The biggest surprise of the study, said Fisher, was that these lessons applied even to the initial basic unit of the research team itself, which, in the beginning, suffered from poor communication and engagement. “You had to start within the smallest unit of collaboration, then carry it outward,” he said. “We couldn’t assume that all of the team members were working together toward the same goal.”
The second lesson the research team drew from the project is that stakeholders must continually adjust project timing and the expectations of communities and donors and stakeholders, so that expectations are realistic. In the Amarakaeri, this meant developing an annual plan with predetermined meeting dates, plus biweekly or monthly shorter-term plans so that all groups could adapt to new agendas.
The third lesson they drew from the project is highly intuitive, said Fisher: It’s essential to build multidisciplinary expertise among all participants. In the specific case of the Amarakaeri, this meant training participants in the legal rights of indigenous communities, available conflict resolution institutions in the area, rights and responsibilities of various stakeholders related to natural resource use and governance, and technical resource management issues, such as safe and legal mining and how to assess and monitor impacts on biodiversity and water quality. Because these gaps in technical knowledge were highly specific, the group recruited academics, NGOs, legal consultants and others to develop specific training modules tailored to various stakeholders’ needs and learning styles. (These materials are publicly available online.)
As for tools and methodologies of data collection and evaluation, the research team found that a mixed-method approach worked best. They used traditional tools of “logical frameworks,” which help set clear program objectives, define indicators of success and outline critical assumptions on which a project is based, together with biodiversity assessments for the collection of performance level data. They also applied “outcome harvesting,” a participatory process by which the implementation team identifies plausible outcomes, investigates them using a variety of data collection methods, and then triangulates these data sources to verify reported outcomes.

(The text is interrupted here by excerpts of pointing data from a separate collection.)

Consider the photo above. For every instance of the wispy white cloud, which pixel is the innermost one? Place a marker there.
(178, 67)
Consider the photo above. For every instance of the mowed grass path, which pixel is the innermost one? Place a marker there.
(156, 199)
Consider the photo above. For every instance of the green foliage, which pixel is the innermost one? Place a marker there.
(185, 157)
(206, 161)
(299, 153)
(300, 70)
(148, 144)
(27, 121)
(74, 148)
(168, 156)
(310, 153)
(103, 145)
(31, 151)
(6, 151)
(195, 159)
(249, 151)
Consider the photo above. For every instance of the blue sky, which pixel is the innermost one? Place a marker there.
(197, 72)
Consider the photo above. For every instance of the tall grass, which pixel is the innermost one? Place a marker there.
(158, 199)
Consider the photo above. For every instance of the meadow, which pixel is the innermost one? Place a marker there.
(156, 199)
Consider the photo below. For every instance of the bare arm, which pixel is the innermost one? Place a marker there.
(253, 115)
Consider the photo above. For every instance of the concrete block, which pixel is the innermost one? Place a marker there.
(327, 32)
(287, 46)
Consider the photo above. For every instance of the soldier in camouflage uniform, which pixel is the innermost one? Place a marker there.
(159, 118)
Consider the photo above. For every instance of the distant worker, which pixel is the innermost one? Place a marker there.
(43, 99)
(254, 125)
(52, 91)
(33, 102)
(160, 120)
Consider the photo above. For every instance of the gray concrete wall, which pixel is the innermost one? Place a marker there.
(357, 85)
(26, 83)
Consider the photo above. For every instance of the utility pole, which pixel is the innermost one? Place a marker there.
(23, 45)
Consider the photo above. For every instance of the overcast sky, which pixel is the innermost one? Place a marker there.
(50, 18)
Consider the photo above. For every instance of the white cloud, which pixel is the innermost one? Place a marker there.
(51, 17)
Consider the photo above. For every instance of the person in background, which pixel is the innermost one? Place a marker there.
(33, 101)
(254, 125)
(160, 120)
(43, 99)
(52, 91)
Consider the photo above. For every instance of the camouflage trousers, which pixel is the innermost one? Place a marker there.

As for methods that can enable scholars and practitioners from distinct fields to engage in deep collaboration, Fisher and his colleagues found it useful to use “conflict sensitive conservation” as an explicit theory of change to guide the intervention. In addition, they built adaptive management strategies into implementation. These strategies allowed the project to achieve a balance between the rigor required for research with the flexibility required for solution of dynamic multiparty conflicts.
Ultimately, the lessons Fisher and his team drew from their work will be particularly useful when applied to conflict resolution efforts in areas with weak governance, a mix of public, private and indigenous interests, limited state capacity and high value extractive resources to exploit, he said. The supplemental materials that accompany the published journal article include a series of templates meant to help other projects do the deep engagement and capacity building better.
“Everybody’s trying to figure out how to best manage the resources and develop sustainable livelihoods for people living around protected areas. So everybody’s grappling with these same sets of questions,” said Fisher.